- Nickname: KB
- Kebri Beyah Location Ethiopia
- Coordinates: 9°21′N 42°48′E﻿ / ﻿9.350°N 42.800°E
- Country: Ethiopia
- Region: Somali
- Established: l

Government
- • Type: City Administration Mayor = Khalid Mohamed
- Elevation: 1,609 m (5,279 ft)

Population (2023)
- • Total: 543,272
- Time zone: UTC+3 (EAT)
- Postal Code: 3050
- Area code: +251
- Website: https://unhabitat.org/kebribeyah-settlement-profile-somali-region-ethiopia

= Kebri Beyah (woreda) =

City in Somali Region, Ethiopia

Kebri Beyah (Qabribayax) is a city and woreda in Somali Region, Ethiopia. Part of the Kebri Beyah is bordered on the south by the Degehabur Zone, on the southwest by the Fiq Zone, on the northwest by Gursum, on the north by Jijiga and Awbare, on the northeast by Somaliland, and on the east by Harshin. The City administrative center is Kebri Beyah City.

The average elevation in this woreda is 1530 meters above sea level. The only perennial rivers in Kebri Beyah are the Fafen and the Jerer. As of 2008, Kebri Beyah has 55 kilometers of asphalt road, 48 of all-weather gravel road and 2642 kilometers of community roads; about 13.1% of the total population has access to drinking water.

The Ethiopian De-mining Office reported in November 2008 that it had cleared land mines planted in Kebri Beyah as part of the four million square meters of land the office had cleared in the Somali Region.

== Demographics ==
Based on the 2007 Census conducted by the Central Statistical Agency of Ethiopia (CSA), this woreda has a total population of 165,518, of whom 89,703 are men and 75,815 women.

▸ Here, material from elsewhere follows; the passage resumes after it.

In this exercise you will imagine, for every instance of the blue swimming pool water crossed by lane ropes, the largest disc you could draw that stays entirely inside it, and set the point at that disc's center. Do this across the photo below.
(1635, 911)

While 25,493 or 15.4% are urban inhabitants, a further 19,806 or 11.97% are pastoralists. 98.77% of the population said they were Muslim.

There are 16,353 refugees from Somalia living at Kebri Beyah refugee camp.

The 1997 national census reported a total population for this woreda of 162,474, of whom 85,974 were men and 76,500 women; 23,725 or 14.6% of its population were urban dwellers. As it's reported in 2023 the largest ethnic group reported in Kebri Beyah was the Somali people with 540,456 or 99.0% of the total population being of Somali origin.

== Refugee camp ==
Kebri Beyah has been the site of a refugee camp since 1989. The camp originally housed about 10,000 refugees and returnees from Somalia, It was the only camp in the Somali Region to remain open while the United Nations High Commissioner for Refugees (UNHCR) was able to close down the other camps in the region between 1997 and 2005. By 2005, the UNHCR expected to close the Kebri Beyah camp soon as well. However, the greater influx of refugees from south-central Somalia led to the growth of the camp up to 16,000 or 17,000 inhabitants. In 2007, 4,000 refugees were relocated from Kebri Beyah to Teferi Ber where a former camp was partially re-opened.
== Agriculture ==
A sample enumeration performed by the CSA in 2001 interviewed 17,209 farmers in this woreda, who held an average of 1.15 hectares of land. Of the 19.8 square kilometers of private land surveyed, 75.11% was under cultivation, 11.21% pasture, 12.4% fallow, and 1.29% was devoted to other uses; the area in woodland is missing. For the land surveyed in this woreda, 61.29% was planted in cereals like teff, sorghum and maize, and 0.53% in pulses; the area planted in root crops and vegetables is missing. Permanent crops included 2539 hectares planted in khat, and 41.84 in fruit trees. 88.59% of the farmers both raised crops and livestock, while 4.29% only grew crops and 7.11% only raised livestock. Land tenure in this woreda was distributed amongst 98.02% owning their land, 0.94% renting, and the remaining 1.04% holding their land under other forms of tenure.